FN8. To demonstrate that she has valid causes of action under the FDCPA and RICO, plaintiff has attached 62 pages of exhibits. Those exhibits are not properly authenticated under D. Kan. Rule 56.1(d). The Court therefore declines to convert Burke, CI and Telecheck's motions to dismiss to motions for summary judgment.
FN9. Plaintiff refers to code sections that do not exist. For example, she cites 15 U.S.C. § 1962, which was repealed in 1994, and Sections 1692(a) through (k), which do not exist. The Court assumes that plaintiff intended to cite the FDCPA sections: 15 U.S.C. §§ 1692a, 1692c, 1692d, 1692e, 1692f and 1692k.
FN10. Plaintiff also alleges that Class III gambling is illegal in Kansas, that defendants operated an illegal gambling enterprise in violation of state and federal law, that gambling debts are illegal, that collection of such debts is therefore unlawful and that defendants' illegal gambling enterprise engaged in interstate commerce. Compaint (Doc. # 1) at 18-20.

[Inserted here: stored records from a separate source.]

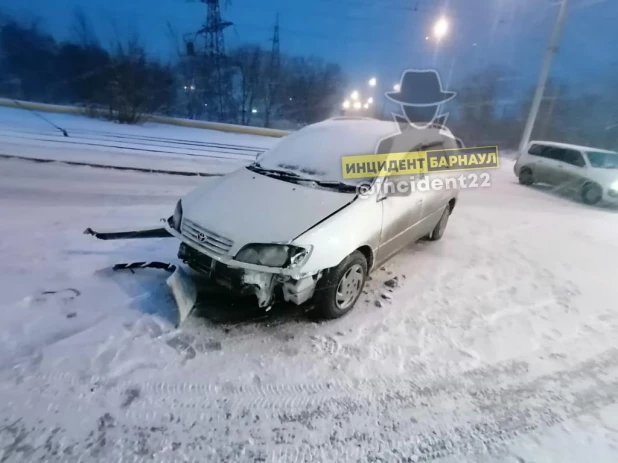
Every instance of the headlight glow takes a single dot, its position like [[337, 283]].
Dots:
[[273, 255]]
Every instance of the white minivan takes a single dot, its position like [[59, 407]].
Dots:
[[591, 172]]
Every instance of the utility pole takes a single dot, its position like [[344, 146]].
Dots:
[[545, 69], [274, 72], [215, 52]]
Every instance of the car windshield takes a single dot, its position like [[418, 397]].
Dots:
[[603, 159]]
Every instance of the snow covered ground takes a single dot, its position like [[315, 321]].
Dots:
[[496, 344], [24, 134]]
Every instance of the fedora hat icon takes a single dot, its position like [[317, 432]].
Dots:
[[420, 88]]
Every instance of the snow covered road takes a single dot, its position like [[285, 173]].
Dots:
[[498, 343], [26, 134]]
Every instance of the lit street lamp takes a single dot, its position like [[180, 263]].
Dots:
[[440, 28]]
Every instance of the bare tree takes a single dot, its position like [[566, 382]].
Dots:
[[248, 60]]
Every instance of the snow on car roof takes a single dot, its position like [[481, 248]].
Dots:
[[569, 146], [316, 150]]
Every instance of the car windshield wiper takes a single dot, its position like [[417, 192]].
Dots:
[[339, 186], [273, 172]]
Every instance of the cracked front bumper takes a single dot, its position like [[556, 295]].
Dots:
[[249, 282]]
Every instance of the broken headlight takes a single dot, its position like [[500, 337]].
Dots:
[[273, 255], [175, 219]]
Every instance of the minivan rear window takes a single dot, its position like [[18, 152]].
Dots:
[[536, 150]]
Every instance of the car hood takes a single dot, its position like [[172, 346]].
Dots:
[[247, 207]]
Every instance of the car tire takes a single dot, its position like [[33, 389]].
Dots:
[[591, 193], [440, 227], [525, 176], [340, 287]]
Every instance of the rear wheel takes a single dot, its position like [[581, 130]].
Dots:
[[339, 289], [592, 193], [525, 176]]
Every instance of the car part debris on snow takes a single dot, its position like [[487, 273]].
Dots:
[[182, 287]]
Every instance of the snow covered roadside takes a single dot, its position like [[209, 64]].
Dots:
[[165, 147], [496, 344]]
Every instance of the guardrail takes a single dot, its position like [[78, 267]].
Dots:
[[52, 108]]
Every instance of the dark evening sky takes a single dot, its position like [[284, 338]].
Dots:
[[368, 38]]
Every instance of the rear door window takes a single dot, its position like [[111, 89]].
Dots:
[[574, 158], [553, 153], [536, 150]]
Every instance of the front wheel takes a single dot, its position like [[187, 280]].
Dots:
[[526, 177], [440, 227], [339, 289]]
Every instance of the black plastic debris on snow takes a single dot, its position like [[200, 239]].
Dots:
[[104, 166]]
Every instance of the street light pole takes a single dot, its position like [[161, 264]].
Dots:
[[540, 88]]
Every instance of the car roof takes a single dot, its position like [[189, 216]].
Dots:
[[379, 127], [569, 146]]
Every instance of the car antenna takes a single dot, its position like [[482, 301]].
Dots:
[[64, 132]]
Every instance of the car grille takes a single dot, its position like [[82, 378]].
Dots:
[[205, 239]]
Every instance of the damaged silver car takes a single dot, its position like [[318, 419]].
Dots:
[[290, 225]]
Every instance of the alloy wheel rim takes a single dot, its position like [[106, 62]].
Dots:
[[349, 287]]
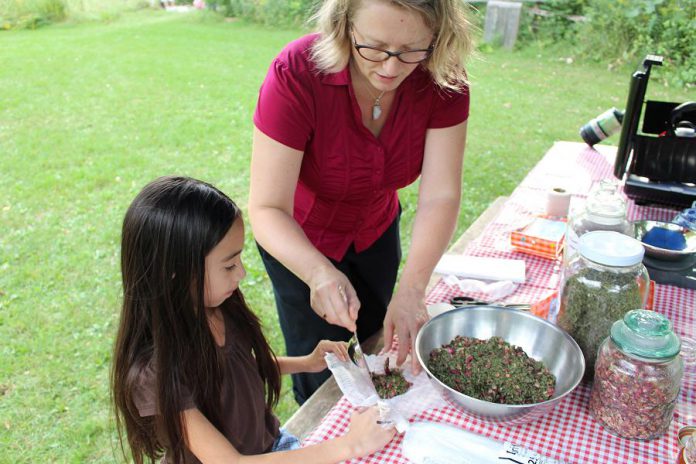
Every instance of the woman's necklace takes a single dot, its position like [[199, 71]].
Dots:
[[376, 106]]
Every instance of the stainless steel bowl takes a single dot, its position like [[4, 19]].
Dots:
[[539, 338], [640, 228]]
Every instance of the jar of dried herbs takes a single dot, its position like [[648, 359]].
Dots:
[[605, 209], [637, 376], [604, 281]]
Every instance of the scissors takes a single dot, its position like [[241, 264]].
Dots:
[[462, 301]]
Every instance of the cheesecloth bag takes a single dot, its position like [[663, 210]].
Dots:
[[358, 389]]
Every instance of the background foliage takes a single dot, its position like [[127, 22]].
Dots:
[[616, 32]]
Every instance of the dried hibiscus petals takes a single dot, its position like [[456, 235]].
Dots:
[[492, 370], [633, 398], [390, 384]]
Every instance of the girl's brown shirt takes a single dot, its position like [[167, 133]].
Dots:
[[247, 424]]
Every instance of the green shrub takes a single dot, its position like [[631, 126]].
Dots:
[[287, 13], [621, 31], [31, 14], [628, 30]]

FN11. RICO defines "racketeering activity" as:
(A) any act or threat involving ... gambling, ... which is chargeable under State law and punishable by imprisonment for more than one year, (B) any act which is indictable under any of the following provisions of title 18, United States Code: ... section 1955 (relating to the prohibition of llegal gambling businesses).
18 U.S.C. § 1961(1).
FN12. To comply with the liberal notice pleading requirements of Fed.R.Civ.P. 8(a)(2), a complaint shall contain "a short and plain statement of the claim showing that the pleader is entitled to relief."
FN13. In her complaint, plaintiff alleges that the Court has diversity jurisdiction over her state law claims. See 28 U.S.C. § 1332. Burke, CI and Telecheck contend that the parties are not truly diverse because plaintiff and Harrah's Kansas Casino Corporation ("HKCC") are both citizens of Kansas and the Tribe is not a citizen of any state. The Court is not persuaded by plaintiff's superficial analysis of the diversity issues but need not address those issues at this time.